According to Northeastern University (and psychologists everywhere), you can expect to experience four stages of culture shock when you move overseas.
1. Wonder/Honeymoon: Everything is shiny.
2. Frustration: You realize that you don’t speak the language, that even something as straightforward as buying toothpaste can be an exercise in frustrated cultural expectations, and there are no sour gummy worms–or chicken pot pies–to be found.
3. Depression: Unexplained bouts of crying.
4. Acceptance: Realizing that you could maybe live a normal life here.
Handy chart, right? Now you know exactly what to expect, and nothing will faze you.

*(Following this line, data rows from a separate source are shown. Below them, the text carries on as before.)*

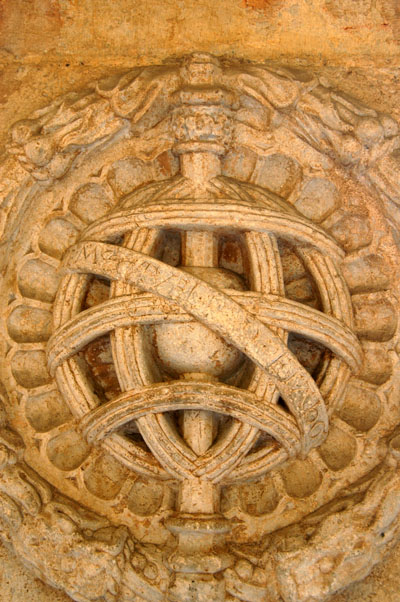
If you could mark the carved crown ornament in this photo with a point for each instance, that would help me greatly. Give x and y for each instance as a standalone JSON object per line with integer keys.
{"x": 199, "y": 369}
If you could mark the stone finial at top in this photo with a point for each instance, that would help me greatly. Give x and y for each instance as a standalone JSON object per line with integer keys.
{"x": 203, "y": 108}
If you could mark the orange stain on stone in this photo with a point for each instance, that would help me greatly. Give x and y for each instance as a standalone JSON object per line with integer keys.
{"x": 259, "y": 4}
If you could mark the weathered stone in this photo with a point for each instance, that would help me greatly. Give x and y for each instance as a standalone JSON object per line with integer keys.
{"x": 179, "y": 321}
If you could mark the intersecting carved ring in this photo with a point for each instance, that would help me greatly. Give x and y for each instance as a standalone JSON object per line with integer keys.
{"x": 240, "y": 318}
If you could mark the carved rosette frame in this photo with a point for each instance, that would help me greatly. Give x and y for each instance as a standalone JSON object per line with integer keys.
{"x": 199, "y": 336}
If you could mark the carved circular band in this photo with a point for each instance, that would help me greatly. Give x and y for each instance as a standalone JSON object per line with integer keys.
{"x": 223, "y": 399}
{"x": 346, "y": 347}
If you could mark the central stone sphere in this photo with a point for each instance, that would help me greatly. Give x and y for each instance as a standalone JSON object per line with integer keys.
{"x": 193, "y": 348}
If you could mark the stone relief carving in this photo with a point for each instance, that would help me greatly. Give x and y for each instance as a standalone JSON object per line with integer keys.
{"x": 199, "y": 339}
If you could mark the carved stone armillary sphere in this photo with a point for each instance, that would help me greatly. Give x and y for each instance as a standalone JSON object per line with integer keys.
{"x": 200, "y": 337}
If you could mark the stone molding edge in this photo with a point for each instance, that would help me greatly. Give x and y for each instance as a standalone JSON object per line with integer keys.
{"x": 103, "y": 562}
{"x": 357, "y": 137}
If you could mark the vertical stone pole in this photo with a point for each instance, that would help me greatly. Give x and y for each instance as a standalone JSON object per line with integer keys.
{"x": 199, "y": 559}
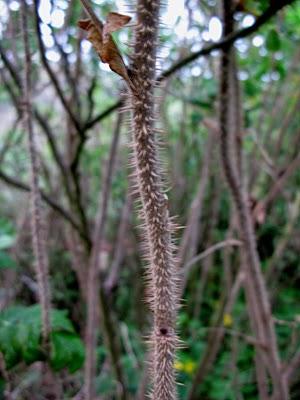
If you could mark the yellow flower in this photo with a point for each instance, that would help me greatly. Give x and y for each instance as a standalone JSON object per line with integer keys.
{"x": 179, "y": 365}
{"x": 189, "y": 367}
{"x": 227, "y": 320}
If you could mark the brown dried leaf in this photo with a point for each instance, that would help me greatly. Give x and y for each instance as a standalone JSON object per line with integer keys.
{"x": 107, "y": 50}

After all, that’s why they hand out charts and similar culture-shock breakdowns to prospective exchange students and those moving abroad. Because if you know what to expect, everything’s easier. If it’s broken down into a four-step process, you can handle it. Or can you?
If you’re like me, your primary problem lies in thinking that you’re experienced enough to be above such culture shock and other similarly pedestrian afflictions.

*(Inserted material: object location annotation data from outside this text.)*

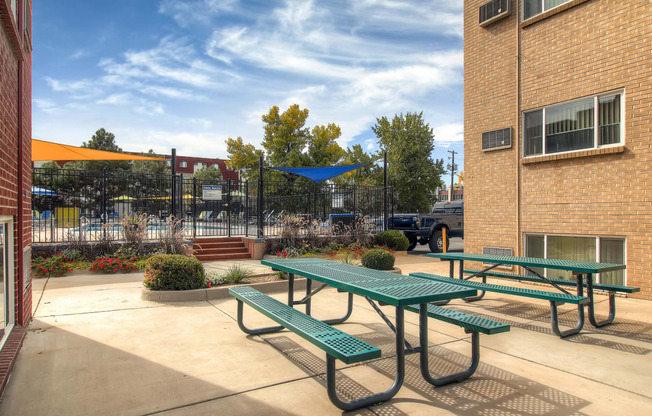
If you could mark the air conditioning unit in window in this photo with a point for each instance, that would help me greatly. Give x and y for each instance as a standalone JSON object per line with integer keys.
{"x": 497, "y": 139}
{"x": 494, "y": 10}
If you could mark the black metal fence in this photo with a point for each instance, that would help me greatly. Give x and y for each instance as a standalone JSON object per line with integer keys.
{"x": 72, "y": 204}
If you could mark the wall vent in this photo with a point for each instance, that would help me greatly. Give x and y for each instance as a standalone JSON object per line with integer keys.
{"x": 494, "y": 10}
{"x": 497, "y": 139}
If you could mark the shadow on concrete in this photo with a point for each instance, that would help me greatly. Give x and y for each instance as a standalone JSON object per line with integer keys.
{"x": 629, "y": 330}
{"x": 74, "y": 375}
{"x": 490, "y": 391}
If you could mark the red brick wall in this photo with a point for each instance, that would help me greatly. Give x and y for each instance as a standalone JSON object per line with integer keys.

When I moved to Guam (which is, admittedly, so Westernized that it’s really not incredibly shocking), I experienced something like an odd combination of all 4 stages (and then some extras thrown in for good measure) all at once. It was combined with all the stages associated with being newly married. Good times.
Four-step lists (and seven-step lists, and most other lists) annoy me because they’re almost always gross oversimplifications of the way things actually are.

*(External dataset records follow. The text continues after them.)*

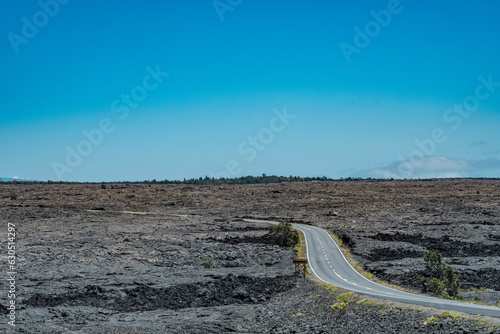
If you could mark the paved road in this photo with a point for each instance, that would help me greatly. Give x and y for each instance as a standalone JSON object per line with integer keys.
{"x": 328, "y": 264}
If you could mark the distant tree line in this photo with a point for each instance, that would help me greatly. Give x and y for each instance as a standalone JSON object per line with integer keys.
{"x": 212, "y": 181}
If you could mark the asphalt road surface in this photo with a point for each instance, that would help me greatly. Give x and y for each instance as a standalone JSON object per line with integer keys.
{"x": 328, "y": 264}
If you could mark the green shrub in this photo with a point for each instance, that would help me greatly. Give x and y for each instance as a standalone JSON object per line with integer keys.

It probably goes without saying that, when you live in a land of eternal summertime, summer eventually gets old. Instead of dreaming of sunshine, you dream of fall leaves. When the beach is a ten-minute walk away, it loses part of it’s splendor. Not all of it, mind you. Just some–enough to make you wish for snow-capped mountains instead of white-capped waves.
Sometimes, everything about a new culture is just irritating. Like when you go to a mall in Mexico City and realize that toilet paper isn’t a given in every modern bathroom. Or when you step into a Japanese bathroom for the first time and hit every button on control panel attached to the toilet before figuring out how to flush the stupid contraption.
No informational brochure or culture-shock flow chart can prepare you for that.